Les deux classes touchées accueillent des élèves âgés d'une dizaine d'années. Une vidéo authentifiée par l'AFP montre des enfants sautant par les fenêtres pour échapper à ce cauchemar, alors que des cris et des détonations résonnent dans l'air. La situation tragique a fini par coûter la vie au tireur qui, selon les premiers éléments, se serait donné la mort dans la confusion. « On ne sait pas encore s’il s’agit d’un suicide ou d’un incident lié au chaos ambiant », a ajouté Ünlüer. Le père, ancien policier, et sa mère ont été interpellés par les autorités locales.
Des images partagées par l’agence de presse DHA illustrent l’affliction des proches des victimes, avec des parents en larmes cherchant leurs enfants au milieu des ambulances. « Je n’ai pas d’informations … simplement des enfants ont été visés », a déclaré une mère à l’agence IHA, bouleversée par les événements.
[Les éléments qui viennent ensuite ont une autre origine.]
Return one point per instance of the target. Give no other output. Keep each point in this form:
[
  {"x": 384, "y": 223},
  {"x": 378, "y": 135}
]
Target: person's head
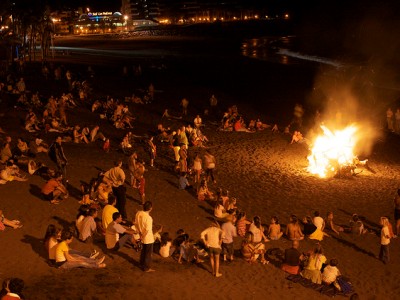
[
  {"x": 333, "y": 262},
  {"x": 257, "y": 221},
  {"x": 147, "y": 206},
  {"x": 117, "y": 216},
  {"x": 92, "y": 212},
  {"x": 67, "y": 236},
  {"x": 118, "y": 163},
  {"x": 165, "y": 238},
  {"x": 248, "y": 237},
  {"x": 295, "y": 244},
  {"x": 293, "y": 219},
  {"x": 51, "y": 231},
  {"x": 180, "y": 231},
  {"x": 318, "y": 249},
  {"x": 384, "y": 221},
  {"x": 14, "y": 285},
  {"x": 112, "y": 200}
]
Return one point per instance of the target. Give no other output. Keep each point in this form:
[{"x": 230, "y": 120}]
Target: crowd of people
[{"x": 103, "y": 217}]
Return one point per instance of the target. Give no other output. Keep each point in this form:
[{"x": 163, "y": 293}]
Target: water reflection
[{"x": 284, "y": 50}]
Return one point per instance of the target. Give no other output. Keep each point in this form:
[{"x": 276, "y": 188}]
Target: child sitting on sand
[
  {"x": 204, "y": 193},
  {"x": 6, "y": 222},
  {"x": 274, "y": 229},
  {"x": 356, "y": 225}
]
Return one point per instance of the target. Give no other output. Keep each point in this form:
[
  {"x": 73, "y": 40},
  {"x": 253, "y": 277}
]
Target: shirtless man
[{"x": 397, "y": 211}]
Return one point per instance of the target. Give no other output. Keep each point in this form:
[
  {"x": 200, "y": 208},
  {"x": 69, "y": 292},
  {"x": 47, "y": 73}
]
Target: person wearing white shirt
[{"x": 144, "y": 225}]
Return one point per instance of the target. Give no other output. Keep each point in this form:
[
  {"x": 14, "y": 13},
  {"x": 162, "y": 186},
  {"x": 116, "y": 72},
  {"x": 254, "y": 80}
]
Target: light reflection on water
[{"x": 283, "y": 50}]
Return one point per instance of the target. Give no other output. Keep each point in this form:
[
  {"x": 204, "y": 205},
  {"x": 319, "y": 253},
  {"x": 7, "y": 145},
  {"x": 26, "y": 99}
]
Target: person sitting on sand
[
  {"x": 203, "y": 192},
  {"x": 6, "y": 154},
  {"x": 292, "y": 259},
  {"x": 117, "y": 235},
  {"x": 308, "y": 226},
  {"x": 258, "y": 231},
  {"x": 37, "y": 145},
  {"x": 166, "y": 247},
  {"x": 79, "y": 137},
  {"x": 312, "y": 269},
  {"x": 297, "y": 137},
  {"x": 274, "y": 229},
  {"x": 293, "y": 230},
  {"x": 198, "y": 122},
  {"x": 219, "y": 211},
  {"x": 331, "y": 225},
  {"x": 356, "y": 225},
  {"x": 22, "y": 148},
  {"x": 242, "y": 224},
  {"x": 12, "y": 289},
  {"x": 11, "y": 173},
  {"x": 252, "y": 251},
  {"x": 67, "y": 260},
  {"x": 331, "y": 272},
  {"x": 53, "y": 190},
  {"x": 168, "y": 116},
  {"x": 187, "y": 251},
  {"x": 15, "y": 224}
]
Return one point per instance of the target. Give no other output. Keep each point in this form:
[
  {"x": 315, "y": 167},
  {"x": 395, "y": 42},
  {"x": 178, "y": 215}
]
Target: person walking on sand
[
  {"x": 212, "y": 238},
  {"x": 57, "y": 155},
  {"x": 184, "y": 104},
  {"x": 144, "y": 226},
  {"x": 397, "y": 212},
  {"x": 116, "y": 177},
  {"x": 385, "y": 241}
]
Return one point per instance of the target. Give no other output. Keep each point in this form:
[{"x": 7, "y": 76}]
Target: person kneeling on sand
[
  {"x": 187, "y": 251},
  {"x": 6, "y": 222},
  {"x": 54, "y": 191},
  {"x": 117, "y": 235},
  {"x": 251, "y": 251},
  {"x": 203, "y": 192},
  {"x": 67, "y": 260},
  {"x": 11, "y": 173}
]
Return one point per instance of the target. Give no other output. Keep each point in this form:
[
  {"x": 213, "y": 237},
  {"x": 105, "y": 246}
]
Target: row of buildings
[{"x": 139, "y": 13}]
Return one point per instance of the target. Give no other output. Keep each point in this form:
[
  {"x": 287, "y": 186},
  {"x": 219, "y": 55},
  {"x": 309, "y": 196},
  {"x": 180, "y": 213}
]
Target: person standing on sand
[
  {"x": 397, "y": 212},
  {"x": 56, "y": 153},
  {"x": 385, "y": 241},
  {"x": 212, "y": 238},
  {"x": 184, "y": 104},
  {"x": 144, "y": 225},
  {"x": 116, "y": 177}
]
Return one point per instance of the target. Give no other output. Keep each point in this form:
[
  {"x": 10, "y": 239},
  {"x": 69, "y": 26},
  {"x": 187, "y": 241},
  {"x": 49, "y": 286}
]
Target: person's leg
[
  {"x": 212, "y": 263},
  {"x": 124, "y": 239},
  {"x": 217, "y": 273},
  {"x": 148, "y": 249}
]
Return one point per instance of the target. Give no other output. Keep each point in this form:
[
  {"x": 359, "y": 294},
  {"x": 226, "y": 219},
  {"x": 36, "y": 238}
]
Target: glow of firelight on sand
[{"x": 331, "y": 150}]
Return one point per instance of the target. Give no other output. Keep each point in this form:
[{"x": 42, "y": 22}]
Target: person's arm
[{"x": 333, "y": 227}]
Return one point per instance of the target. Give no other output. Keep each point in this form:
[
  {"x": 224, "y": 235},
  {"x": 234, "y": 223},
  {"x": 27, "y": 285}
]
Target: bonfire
[{"x": 332, "y": 152}]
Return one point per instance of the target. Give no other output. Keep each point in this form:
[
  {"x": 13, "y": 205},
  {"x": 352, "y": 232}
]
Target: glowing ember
[{"x": 332, "y": 150}]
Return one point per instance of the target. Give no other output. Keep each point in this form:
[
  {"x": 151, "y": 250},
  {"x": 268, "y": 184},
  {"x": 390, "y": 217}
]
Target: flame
[{"x": 331, "y": 150}]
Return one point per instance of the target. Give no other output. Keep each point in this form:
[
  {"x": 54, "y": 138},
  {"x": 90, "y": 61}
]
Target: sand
[{"x": 262, "y": 170}]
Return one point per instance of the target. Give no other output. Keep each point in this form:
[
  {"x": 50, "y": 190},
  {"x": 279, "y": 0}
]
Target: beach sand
[{"x": 262, "y": 170}]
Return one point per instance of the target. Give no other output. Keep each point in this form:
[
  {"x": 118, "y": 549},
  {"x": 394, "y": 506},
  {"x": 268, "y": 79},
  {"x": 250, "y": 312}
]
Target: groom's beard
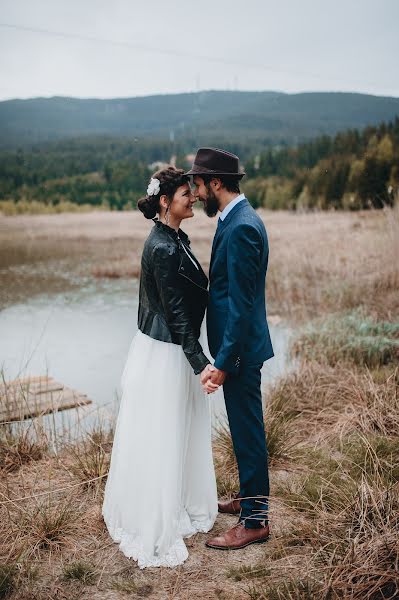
[{"x": 211, "y": 205}]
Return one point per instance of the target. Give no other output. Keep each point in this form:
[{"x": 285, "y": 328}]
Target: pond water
[{"x": 81, "y": 337}]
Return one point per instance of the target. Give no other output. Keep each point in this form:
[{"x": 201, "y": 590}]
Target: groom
[{"x": 238, "y": 335}]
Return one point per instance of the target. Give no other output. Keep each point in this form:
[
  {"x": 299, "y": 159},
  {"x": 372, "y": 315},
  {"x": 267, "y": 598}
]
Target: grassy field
[{"x": 332, "y": 427}]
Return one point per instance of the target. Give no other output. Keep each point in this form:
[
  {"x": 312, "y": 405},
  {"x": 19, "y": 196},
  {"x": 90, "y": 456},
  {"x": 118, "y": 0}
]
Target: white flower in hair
[{"x": 153, "y": 187}]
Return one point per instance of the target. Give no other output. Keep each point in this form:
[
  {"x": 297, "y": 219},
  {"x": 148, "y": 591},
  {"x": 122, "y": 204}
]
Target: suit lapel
[{"x": 223, "y": 225}]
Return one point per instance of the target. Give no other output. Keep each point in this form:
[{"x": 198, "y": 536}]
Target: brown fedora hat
[{"x": 214, "y": 161}]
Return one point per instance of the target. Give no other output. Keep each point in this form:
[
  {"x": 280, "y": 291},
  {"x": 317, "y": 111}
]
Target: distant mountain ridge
[{"x": 200, "y": 117}]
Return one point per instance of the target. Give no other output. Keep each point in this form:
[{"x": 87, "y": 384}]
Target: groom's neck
[{"x": 225, "y": 198}]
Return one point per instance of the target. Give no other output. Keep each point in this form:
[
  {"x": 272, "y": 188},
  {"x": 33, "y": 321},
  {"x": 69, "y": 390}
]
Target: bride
[{"x": 161, "y": 485}]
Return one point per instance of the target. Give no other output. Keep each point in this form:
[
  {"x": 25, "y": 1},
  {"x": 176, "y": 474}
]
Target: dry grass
[
  {"x": 332, "y": 427},
  {"x": 319, "y": 262}
]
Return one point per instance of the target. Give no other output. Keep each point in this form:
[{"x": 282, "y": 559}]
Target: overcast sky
[{"x": 122, "y": 48}]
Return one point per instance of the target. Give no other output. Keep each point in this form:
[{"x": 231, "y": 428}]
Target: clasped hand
[{"x": 212, "y": 378}]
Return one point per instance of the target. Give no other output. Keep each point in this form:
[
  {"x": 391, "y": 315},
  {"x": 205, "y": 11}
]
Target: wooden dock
[{"x": 34, "y": 396}]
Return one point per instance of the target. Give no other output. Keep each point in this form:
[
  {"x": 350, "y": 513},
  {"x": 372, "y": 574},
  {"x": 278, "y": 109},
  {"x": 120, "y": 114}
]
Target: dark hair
[
  {"x": 230, "y": 182},
  {"x": 170, "y": 180}
]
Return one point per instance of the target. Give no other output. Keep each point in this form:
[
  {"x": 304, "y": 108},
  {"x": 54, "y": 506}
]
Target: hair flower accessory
[{"x": 153, "y": 187}]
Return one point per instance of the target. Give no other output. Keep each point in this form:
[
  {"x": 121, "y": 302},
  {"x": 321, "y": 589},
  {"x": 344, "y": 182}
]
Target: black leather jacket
[{"x": 173, "y": 292}]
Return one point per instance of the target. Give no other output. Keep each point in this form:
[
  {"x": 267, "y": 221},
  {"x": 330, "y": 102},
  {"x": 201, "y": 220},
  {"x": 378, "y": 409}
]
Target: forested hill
[{"x": 193, "y": 118}]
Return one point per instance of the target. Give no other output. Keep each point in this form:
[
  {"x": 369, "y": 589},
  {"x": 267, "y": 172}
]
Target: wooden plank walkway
[{"x": 33, "y": 396}]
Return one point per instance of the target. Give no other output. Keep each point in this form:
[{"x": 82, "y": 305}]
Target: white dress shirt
[{"x": 230, "y": 206}]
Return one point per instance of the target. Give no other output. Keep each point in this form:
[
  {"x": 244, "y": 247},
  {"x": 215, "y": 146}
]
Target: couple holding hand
[{"x": 161, "y": 485}]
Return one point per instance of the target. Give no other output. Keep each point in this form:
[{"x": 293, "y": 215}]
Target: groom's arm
[{"x": 243, "y": 264}]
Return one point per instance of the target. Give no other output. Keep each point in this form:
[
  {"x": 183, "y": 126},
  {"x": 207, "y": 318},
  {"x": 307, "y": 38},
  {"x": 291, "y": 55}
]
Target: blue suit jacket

Pour faire face à ce drame, toutes les écoles de Kahramanmaras seront fermées les jours suivants. Le président turc, Recep Tayyip Erdogan, a exprimé sur X sa tristesse face à « cette attaque tragique », promettant que la lumière serait faite sur les circonstances de cet événement, tout en insistant sur l'importance d'une enquête approfondie. Le Haut conseil de l'audiovisuel turc a quant à lui interdit la diffusion d'images de cet incident par les chaînes de télévision.
« Notre cœur saigne. Nos condoléances à la nation », a déclaré Numan Kurtulmus, président du parlement turc, alors que les ministres concernés se rendaient sur les lieux pour assurer le soutien aux blessés. Mardi, une autre fusillade dans un lycée à Sanliurfa avait déjà blessé seize personnes, soulignant un inquiétant phénomène de violence armée à l'école.
Bien que ce type d'incidents reste rare en Turquie, la circulation d'armes à feu y est alarmante, avec des millions en circulation, souvent illégalement, selon diverses organisations locales. Cette situation soulève des interrogations sérieuses sur la sécurité dans les établissements scolaires et sur les politiques de contrôle des armes dans le pays.